Kransky's lawyers had also sought $179 million in punitive damages. However, jurors found that J&J did properly warn consumers of the dangers with the hip implant, and did not award any punitive damages.

Some notable highlights from this decision include:

  • 10,750. That's the number of lawsuits filed against J&J for the same problem with its metal hip implants, which were recalled in 2010. Kransky's case was the first to go to trial, and many of these lawsuits may follow.

  • No punitives this time. Though punitive damages were not awarded in Kransky's case, lawyers say they'll try again in the next case. Kransky's attorneys with the San Francisco firm of Walkup, Melodia, Kelly & Schoenberger had argued that J&J was well aware of the problems with the hips but continued to sell them to pocket a profit. In fact, it was alleged that J&J explored replacing the defective hips before scrapping those plans over the high costs involved; all the while it continued to sell the defective hips. At least one juror in the Kransky case indicated that he'd wanted punitive damages in light of the length of time it took J&J to correct the problems.

  • An appeal is possible. Given the thousands of potential trials that J&J could face, the company has already stated that it will appeal the decision.
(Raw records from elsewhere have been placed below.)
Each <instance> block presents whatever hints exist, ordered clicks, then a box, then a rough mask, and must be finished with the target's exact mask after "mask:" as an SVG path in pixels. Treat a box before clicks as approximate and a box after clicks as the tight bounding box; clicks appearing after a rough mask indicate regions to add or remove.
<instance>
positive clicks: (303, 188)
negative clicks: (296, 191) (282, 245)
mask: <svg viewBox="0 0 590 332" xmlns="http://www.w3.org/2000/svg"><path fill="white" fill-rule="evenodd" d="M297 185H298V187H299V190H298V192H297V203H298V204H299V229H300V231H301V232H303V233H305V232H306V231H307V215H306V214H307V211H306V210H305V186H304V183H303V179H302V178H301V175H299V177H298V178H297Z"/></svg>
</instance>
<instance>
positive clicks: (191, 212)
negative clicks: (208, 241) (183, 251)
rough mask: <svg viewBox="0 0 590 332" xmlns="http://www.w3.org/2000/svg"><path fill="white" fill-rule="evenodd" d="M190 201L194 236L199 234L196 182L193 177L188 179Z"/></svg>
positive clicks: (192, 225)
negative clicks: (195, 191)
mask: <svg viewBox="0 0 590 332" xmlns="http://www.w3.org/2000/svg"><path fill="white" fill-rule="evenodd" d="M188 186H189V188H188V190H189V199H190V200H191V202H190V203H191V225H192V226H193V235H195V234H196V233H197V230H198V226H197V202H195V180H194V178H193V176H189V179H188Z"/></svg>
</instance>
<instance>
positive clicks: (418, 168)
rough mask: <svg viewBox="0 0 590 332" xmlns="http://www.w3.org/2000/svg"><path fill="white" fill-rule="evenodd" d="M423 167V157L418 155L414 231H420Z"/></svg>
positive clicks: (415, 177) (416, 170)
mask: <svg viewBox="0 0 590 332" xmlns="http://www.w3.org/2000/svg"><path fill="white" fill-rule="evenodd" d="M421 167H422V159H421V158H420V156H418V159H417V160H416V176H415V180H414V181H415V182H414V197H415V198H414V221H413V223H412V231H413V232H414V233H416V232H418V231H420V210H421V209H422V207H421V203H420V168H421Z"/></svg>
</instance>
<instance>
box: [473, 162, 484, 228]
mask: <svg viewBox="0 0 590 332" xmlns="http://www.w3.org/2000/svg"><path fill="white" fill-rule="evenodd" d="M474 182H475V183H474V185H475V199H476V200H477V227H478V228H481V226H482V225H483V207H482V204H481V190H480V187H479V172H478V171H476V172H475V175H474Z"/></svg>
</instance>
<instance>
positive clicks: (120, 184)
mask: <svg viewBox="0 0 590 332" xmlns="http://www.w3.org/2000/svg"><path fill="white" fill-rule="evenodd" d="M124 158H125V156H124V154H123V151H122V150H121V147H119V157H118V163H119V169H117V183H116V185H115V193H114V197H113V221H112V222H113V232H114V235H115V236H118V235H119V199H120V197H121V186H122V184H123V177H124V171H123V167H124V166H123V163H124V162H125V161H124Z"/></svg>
The company stands behind its product and maintains that it was not defectively made.

As for the future of J&J, some may wonder whether this lawsuit may bankrupt the company. The answer to that may depend upon how the other cases are resolved and whether punitive damages are awarded. The company is worth roughly $200 billion; it has set aside about $1 billion to help cover the cost of these lawsuits, The Associated Press reports.